Lucas Fischer, pour grandir à Nanterre

Pur produit du BCGO, Lucas Fischer va rejoindre le centre de formation de Nanterre la saison prochaine.

D’un vert à l’autre. Sur ce point-là, Lucas Fischer ne sera pas trop dépaysé cet été quand il enfilera pour la première fois la tunique du Nanterre 92. Jusqu’à présent, le jeune ailier a connu toutes les catégories à Gries. Des Babys, où il a commencé, jusqu’au centre de formation et la Nationale 3. Un parcours qui lui a très tôt donné l’envie d’en faire son métier : « Depuis mes 3 ans, je joue au basket, à Gries qui plus est. C’est ici que j’ai développé mon envie d’en faire mon métier ». Le basket étant une affaire familiale chez eux, le jeune Lucas s’est imprégné du parcours de sa sœur, Laura, pour se fixer cet objectif.

Grand fan de Stephen Curry et James Harden, « un gaucher comme moi », l’aventure nanterrienne qui va s’ouvrir à lui ressemblera beaucoup à la découverte d’un nouveau monde. Habitué à son cocon du Nord-Alsace, il avoue malgré tout être impatient de démarrer dans son nouveau club et se fixe de beaux objectifs : « Cela va être un changement et la décision n’a pas été aisée à prendre. Quitter ton club, cela fait quelque chose. Maintenant, je suis impatient à l’idée de découvrir mon nouvel environnement. L’an prochain, je vais découvrir le championnat espoirs et j’espère être performant rapidement. J’espère, lors de ma deuxième année, intégrer un peu le groupe professionnel, mais cela dépendra en grande partie de moi, du travail que je fournirai ».

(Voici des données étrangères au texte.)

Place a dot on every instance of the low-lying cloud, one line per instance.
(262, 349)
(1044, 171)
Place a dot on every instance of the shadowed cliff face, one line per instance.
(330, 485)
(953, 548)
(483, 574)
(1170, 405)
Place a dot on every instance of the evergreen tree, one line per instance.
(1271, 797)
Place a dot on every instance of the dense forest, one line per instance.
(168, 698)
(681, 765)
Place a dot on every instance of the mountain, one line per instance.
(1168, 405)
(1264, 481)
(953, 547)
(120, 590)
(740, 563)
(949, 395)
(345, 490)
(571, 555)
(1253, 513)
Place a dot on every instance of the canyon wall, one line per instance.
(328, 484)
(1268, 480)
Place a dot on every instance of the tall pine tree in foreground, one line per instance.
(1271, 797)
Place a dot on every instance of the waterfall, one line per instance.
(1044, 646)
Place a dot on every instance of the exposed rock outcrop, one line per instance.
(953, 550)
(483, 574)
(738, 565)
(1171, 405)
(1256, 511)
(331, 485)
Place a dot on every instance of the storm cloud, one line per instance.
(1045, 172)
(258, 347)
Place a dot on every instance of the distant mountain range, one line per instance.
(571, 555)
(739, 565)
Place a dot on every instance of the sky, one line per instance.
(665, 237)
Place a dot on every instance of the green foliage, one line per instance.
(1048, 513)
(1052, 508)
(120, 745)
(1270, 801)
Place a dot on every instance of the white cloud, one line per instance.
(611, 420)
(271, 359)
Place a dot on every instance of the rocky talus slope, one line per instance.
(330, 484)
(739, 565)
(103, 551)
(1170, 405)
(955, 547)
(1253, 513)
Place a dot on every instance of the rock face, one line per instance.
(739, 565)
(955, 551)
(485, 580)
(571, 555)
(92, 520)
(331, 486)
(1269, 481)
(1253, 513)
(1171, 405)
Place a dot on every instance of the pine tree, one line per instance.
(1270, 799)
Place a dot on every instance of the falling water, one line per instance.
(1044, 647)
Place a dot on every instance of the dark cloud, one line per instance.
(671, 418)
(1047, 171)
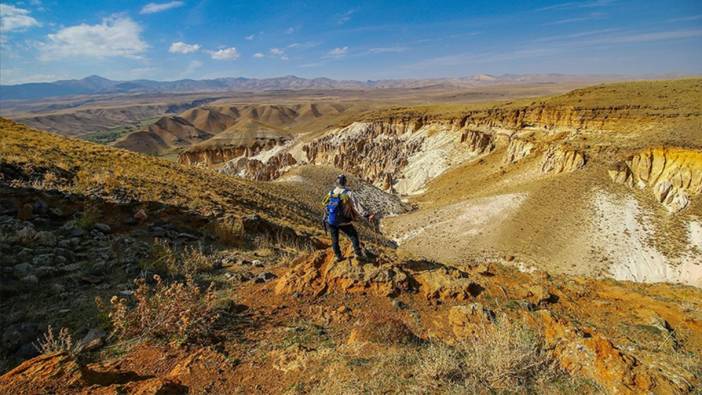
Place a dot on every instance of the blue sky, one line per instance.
(44, 40)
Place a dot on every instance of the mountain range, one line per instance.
(94, 84)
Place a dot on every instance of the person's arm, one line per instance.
(357, 207)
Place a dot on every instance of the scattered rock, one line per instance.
(45, 238)
(343, 309)
(104, 228)
(465, 320)
(140, 215)
(30, 280)
(265, 277)
(43, 260)
(22, 269)
(398, 304)
(58, 288)
(93, 340)
(383, 332)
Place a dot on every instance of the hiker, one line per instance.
(341, 208)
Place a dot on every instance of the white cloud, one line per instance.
(192, 67)
(647, 37)
(303, 45)
(225, 54)
(578, 4)
(114, 36)
(388, 50)
(686, 18)
(181, 47)
(591, 16)
(338, 52)
(345, 17)
(13, 18)
(153, 8)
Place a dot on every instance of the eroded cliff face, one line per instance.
(517, 150)
(376, 152)
(672, 174)
(213, 154)
(256, 169)
(560, 159)
(399, 155)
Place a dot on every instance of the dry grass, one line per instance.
(59, 342)
(177, 313)
(53, 162)
(504, 358)
(165, 260)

Au centre de formation de Gries depuis deux ans, Lucas a progressé, comme l’ensemble du groupe. Personnellement, « j’ai pris goût au travail avec, aujourd’hui, une meilleure éthique. Julien Zoa m’a beaucoup aidé à ce niveau », mais aussi collectivement : « La première année, nous gagnons quoi, 3 ou 4 matchs alors que cette saison, bien qu’écourtée, nous étions premiers ». Un réel changement, comme celui qu’il connaîtra d’ici quelques semaines, mais Lucas sait que tout ceci doit lui permettre de grandir et de viser encore plus haut.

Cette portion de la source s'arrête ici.